The purpose of recounting these tortures is not to be macabre, but to remind us of what martyrs have suffered in the past for the sake of Jesus and His Church. Blessed Robert Nutter, OP was imprisoned by Elizabethan authorities for 13 years before his martyrdom. He witnessed the execution of his brother, Blessed John Nutter (also a priest), on February 12, 1584, and was even released by authorities in the hope that he might lead them to the Catholic safe houses. Psychological torture is not an invention of the twentieth century. He was finally executed on July 26, 1600.           
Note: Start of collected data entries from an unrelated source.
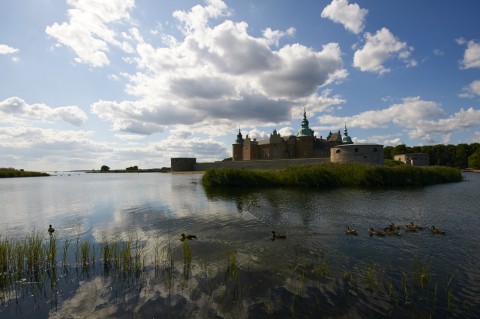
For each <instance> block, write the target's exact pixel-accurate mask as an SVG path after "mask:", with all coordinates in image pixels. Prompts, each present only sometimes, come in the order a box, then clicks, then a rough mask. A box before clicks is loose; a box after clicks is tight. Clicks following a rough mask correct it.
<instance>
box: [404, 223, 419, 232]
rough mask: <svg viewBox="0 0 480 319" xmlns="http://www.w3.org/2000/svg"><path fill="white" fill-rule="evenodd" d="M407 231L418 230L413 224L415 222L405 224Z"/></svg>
mask: <svg viewBox="0 0 480 319" xmlns="http://www.w3.org/2000/svg"><path fill="white" fill-rule="evenodd" d="M405 231H409V232H416V231H417V228H416V227H415V225H413V223H412V224H407V225H405Z"/></svg>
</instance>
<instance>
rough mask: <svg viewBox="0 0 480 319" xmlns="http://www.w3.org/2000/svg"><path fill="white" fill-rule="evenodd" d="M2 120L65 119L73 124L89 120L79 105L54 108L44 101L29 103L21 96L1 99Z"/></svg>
mask: <svg viewBox="0 0 480 319" xmlns="http://www.w3.org/2000/svg"><path fill="white" fill-rule="evenodd" d="M0 114H1V115H2V117H3V119H2V120H4V121H5V120H7V119H8V118H13V117H20V118H27V119H32V120H40V121H56V120H63V121H65V122H67V123H70V124H72V125H76V126H80V125H82V124H83V123H84V122H85V121H86V120H87V115H86V114H85V112H83V111H82V110H81V109H80V108H78V107H77V106H62V107H57V108H52V107H50V106H48V105H45V104H43V103H34V104H28V103H27V102H25V101H24V100H22V99H21V98H19V97H10V98H8V99H5V100H3V101H0Z"/></svg>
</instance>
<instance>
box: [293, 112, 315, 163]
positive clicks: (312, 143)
mask: <svg viewBox="0 0 480 319" xmlns="http://www.w3.org/2000/svg"><path fill="white" fill-rule="evenodd" d="M301 126H302V128H301V129H300V131H299V132H298V134H297V143H296V150H295V157H304V158H307V157H313V141H314V140H315V136H314V135H313V130H312V129H310V127H308V120H307V112H306V111H305V109H304V111H303V120H302V125H301Z"/></svg>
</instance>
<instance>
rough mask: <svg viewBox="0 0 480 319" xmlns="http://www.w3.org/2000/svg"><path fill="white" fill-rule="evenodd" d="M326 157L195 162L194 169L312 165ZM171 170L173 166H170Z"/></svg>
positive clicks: (204, 169) (261, 167)
mask: <svg viewBox="0 0 480 319" xmlns="http://www.w3.org/2000/svg"><path fill="white" fill-rule="evenodd" d="M328 162H329V159H328V158H304V159H278V160H270V161H269V160H263V161H240V162H232V161H228V162H213V163H196V164H195V165H194V166H193V170H194V171H205V170H207V169H209V168H251V169H282V168H285V167H288V166H299V165H314V164H323V163H328ZM172 171H173V167H172Z"/></svg>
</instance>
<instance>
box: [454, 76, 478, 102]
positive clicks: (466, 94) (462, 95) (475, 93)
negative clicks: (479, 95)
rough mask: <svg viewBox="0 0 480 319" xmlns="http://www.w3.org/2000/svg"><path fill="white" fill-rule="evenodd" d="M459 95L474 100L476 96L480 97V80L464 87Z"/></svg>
mask: <svg viewBox="0 0 480 319" xmlns="http://www.w3.org/2000/svg"><path fill="white" fill-rule="evenodd" d="M459 95H460V97H464V98H473V97H474V96H475V95H480V80H477V81H473V82H472V83H470V84H469V85H467V86H466V87H464V88H463V90H462V93H460V94H459Z"/></svg>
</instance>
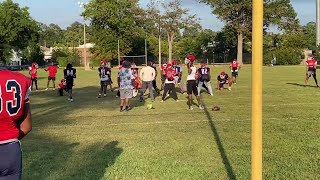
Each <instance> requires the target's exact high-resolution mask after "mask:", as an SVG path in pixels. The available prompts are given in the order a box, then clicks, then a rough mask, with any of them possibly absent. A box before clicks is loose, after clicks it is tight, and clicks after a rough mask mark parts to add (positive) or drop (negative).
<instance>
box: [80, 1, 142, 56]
mask: <svg viewBox="0 0 320 180" xmlns="http://www.w3.org/2000/svg"><path fill="white" fill-rule="evenodd" d="M137 9H138V0H121V1H116V0H112V1H102V0H93V1H90V3H89V4H88V5H87V6H86V7H85V12H84V13H83V16H84V17H85V18H87V19H90V21H91V26H92V39H93V41H94V42H95V44H96V46H95V48H94V49H93V52H94V54H95V55H96V56H102V57H105V58H109V59H113V58H114V57H117V53H118V52H117V46H118V40H120V52H121V55H125V54H127V53H129V52H130V50H131V48H132V40H133V39H134V38H136V37H139V36H141V32H142V31H141V28H139V27H137V26H136V20H137V18H136V16H135V15H136V14H135V12H136V10H137Z"/></svg>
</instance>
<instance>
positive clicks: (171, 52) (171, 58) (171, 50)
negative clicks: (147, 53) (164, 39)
mask: <svg viewBox="0 0 320 180" xmlns="http://www.w3.org/2000/svg"><path fill="white" fill-rule="evenodd" d="M168 43H169V63H172V45H173V41H169V42H168Z"/></svg>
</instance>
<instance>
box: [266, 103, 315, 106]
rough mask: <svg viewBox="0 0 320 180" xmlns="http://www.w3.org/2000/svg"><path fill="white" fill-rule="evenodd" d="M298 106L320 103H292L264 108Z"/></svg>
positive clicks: (283, 104) (266, 105)
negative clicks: (269, 107) (300, 105)
mask: <svg viewBox="0 0 320 180" xmlns="http://www.w3.org/2000/svg"><path fill="white" fill-rule="evenodd" d="M297 105H320V103H290V104H281V103H279V104H268V105H263V106H271V107H278V106H297Z"/></svg>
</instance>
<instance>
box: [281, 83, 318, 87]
mask: <svg viewBox="0 0 320 180" xmlns="http://www.w3.org/2000/svg"><path fill="white" fill-rule="evenodd" d="M286 84H288V85H294V86H300V87H317V86H313V85H305V84H298V83H286Z"/></svg>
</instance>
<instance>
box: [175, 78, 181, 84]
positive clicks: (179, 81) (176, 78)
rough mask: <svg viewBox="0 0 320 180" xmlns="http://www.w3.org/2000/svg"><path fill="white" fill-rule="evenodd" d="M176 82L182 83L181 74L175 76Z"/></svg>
mask: <svg viewBox="0 0 320 180" xmlns="http://www.w3.org/2000/svg"><path fill="white" fill-rule="evenodd" d="M174 82H175V83H177V84H180V83H181V78H180V77H179V76H175V77H174Z"/></svg>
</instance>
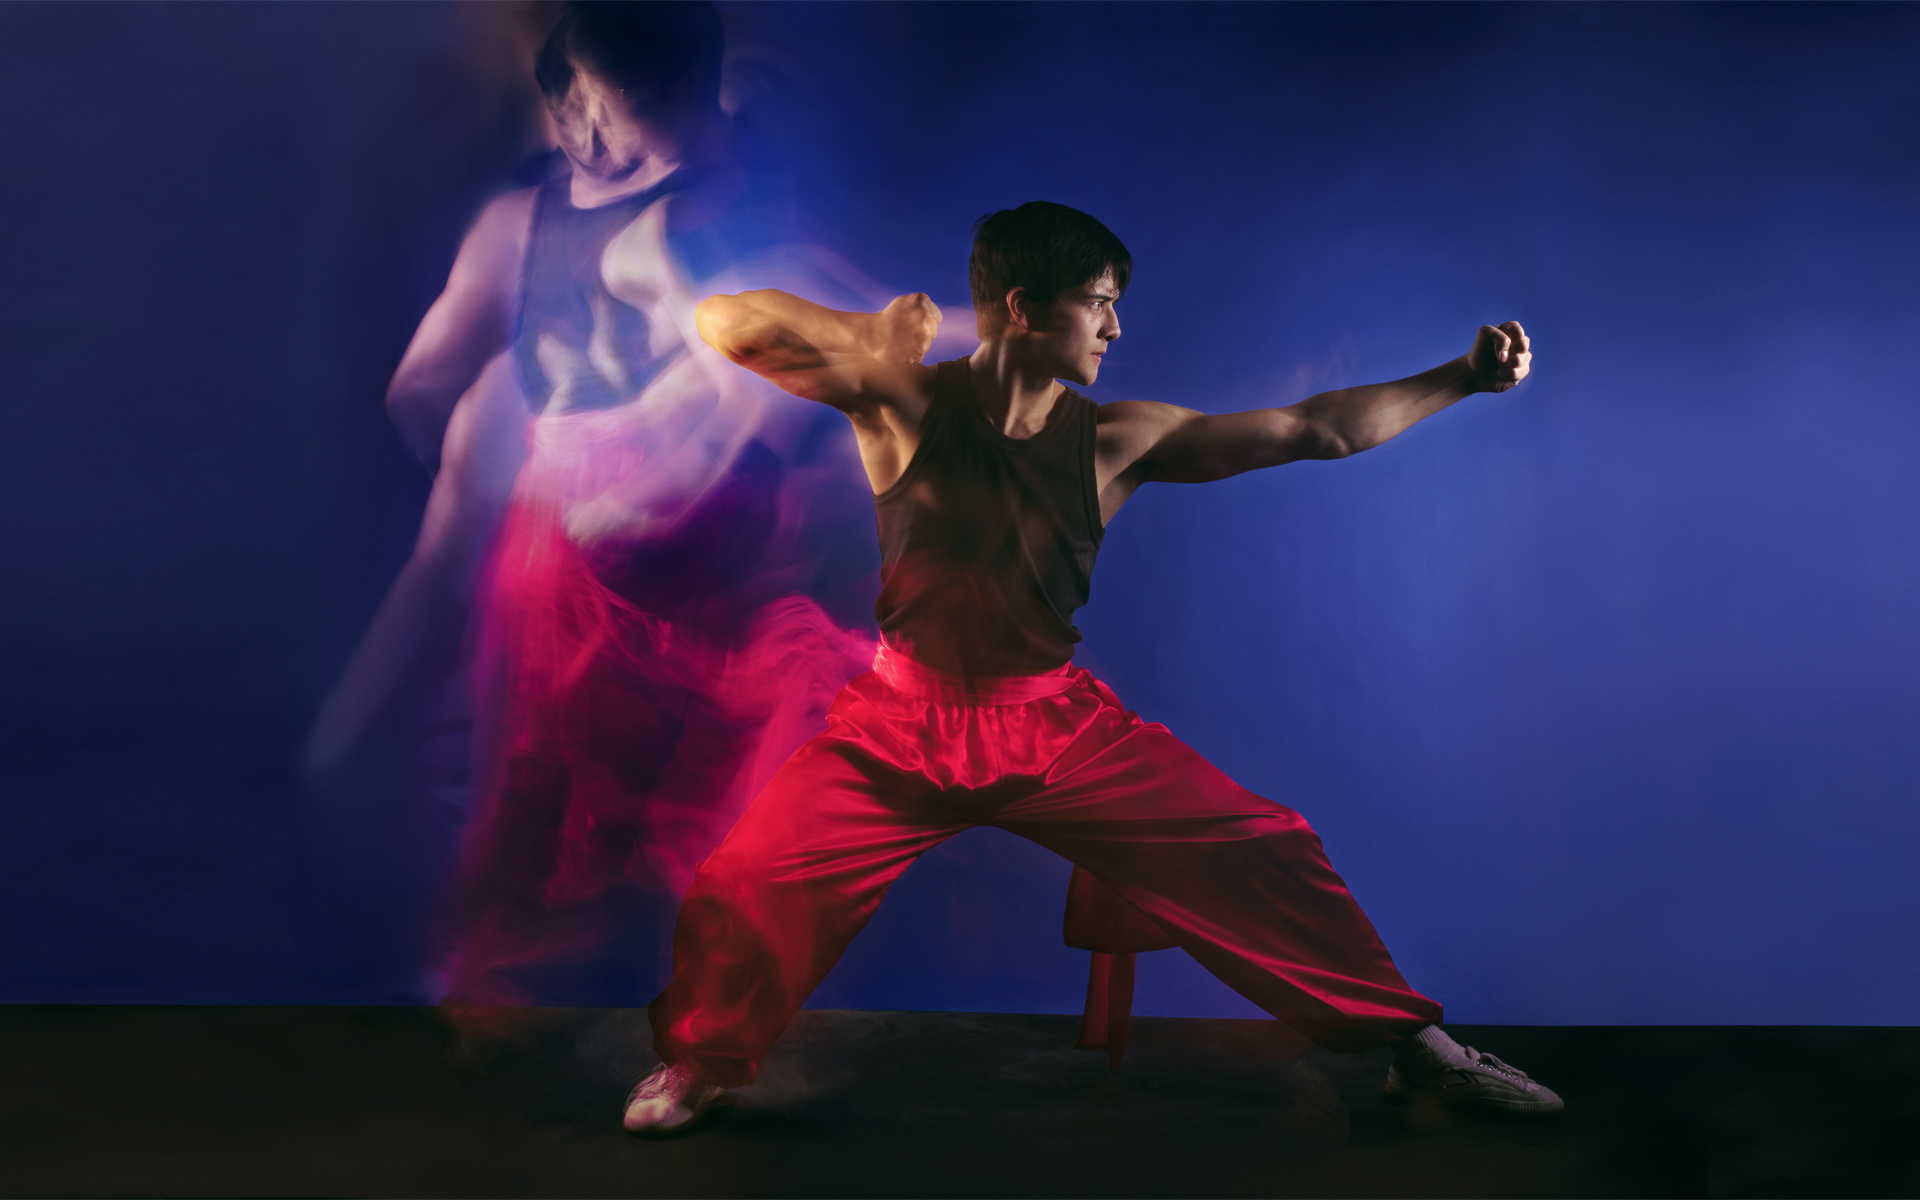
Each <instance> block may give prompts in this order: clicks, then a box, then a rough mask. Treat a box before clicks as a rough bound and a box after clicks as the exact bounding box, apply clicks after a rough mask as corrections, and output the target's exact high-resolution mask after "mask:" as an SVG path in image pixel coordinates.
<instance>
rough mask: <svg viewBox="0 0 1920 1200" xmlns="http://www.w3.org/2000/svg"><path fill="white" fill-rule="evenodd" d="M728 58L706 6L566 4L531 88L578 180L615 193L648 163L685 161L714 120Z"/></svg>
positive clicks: (669, 2) (673, 4) (686, 3)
“Limbo” is another cell mentioned, where the prisoners were just left without clean water, clothing, or any sanitation. According to Christopher Grene, a Jesuit chronicler of the martyrs, Blessed William Patenson was thrown into Limbo with six condemned felons and was able to convert them to Catholicism before their executions. He was hanged, drawn, and quartered on January 22, 1592; having discovered his success in Limbo, the authorities made sure he was still conscious after hanging so he would experience the agony of evisceration.

“That Filthy Hole”

Perhaps the most extreme example of what Catholic priests suffered at the hands of Elizabeth I’s torturers is the story of St. Robert Southwell, SJ. He was the grandson of one of Henry VIII’s courtiers, Sir Richard Southwell. After studying abroad in the Catholic college at Douai before preparing for the priesthood, returning to England in 1586. Captured after six years of service by Richard Topcliffe, Elizabeth I’s unofficial, but delegated, pursuivant and torturer of priests, Southwell endured great suffering.

Topcliffe was able to work at home, as he had a torture chamber there, before moving Southwell to the Tower. After torture in the Tower, being hanged by his wrists for hours, he was moved to the gatehouse at Westminster Hall. His family found him there in a cell crawling with vermin.

As the 1910 edition of the Encyclopedia Britannica notes, “he was so abominably treated that his father petitioned Elizabeth that he might either be brought to tria1 and put to death, if found guilty, or removed in any case from “that filthy hole.” Southwell was then lodged in the Tower, but he was not brought to tria1 until February 1595.” As a poet he is perhaps best known for “The Burning Babe”, his great Christmas Day poem. He was hanged, drawn, and quartered on February 21, 1595.

“The Spirituality of Martyrdom”

Servais Pinckaers, OP, wrote a study of martyrdom in the Church from the early centuries through the ages, focused on the spirituality of martyrdom, both for the martyrs and for those who venerate and remember them. He notes that from the beginning, we have remembered the sufferings of the martyrs, documenting them not for their sordid details but because those who endured the tortures were uniting themselves with Jesus. They were blessed by their sufferings, fulfilling the promise of the Eighth Beatitude in St. Matthew’s Gospel (and the Fourth in St. Luke’s). They are models to imitate and the standard of Christian sanctity; their sufferings are a sign for us:

“Thus all the texts of the Gospel that directly or indirectly presuppose persecution can perfectly well apply to us. They warn us that, even if we enjoy religious freedom outwardly, we cannot interiorly fall asleep, since we are all subject to the opposition and temptation of spiritual combat . . .” (p. 26)

Centuries from now the Church may find out the names of the anonymous prisoners Valladares described, document their sufferings for Jesus and His Church, and proclaim them martyrs. Then we will know their stories as we know the stories of the English martyrs, to love and admire them and rejoice because they were found worthy to suffer for the sake of the name of Jesus.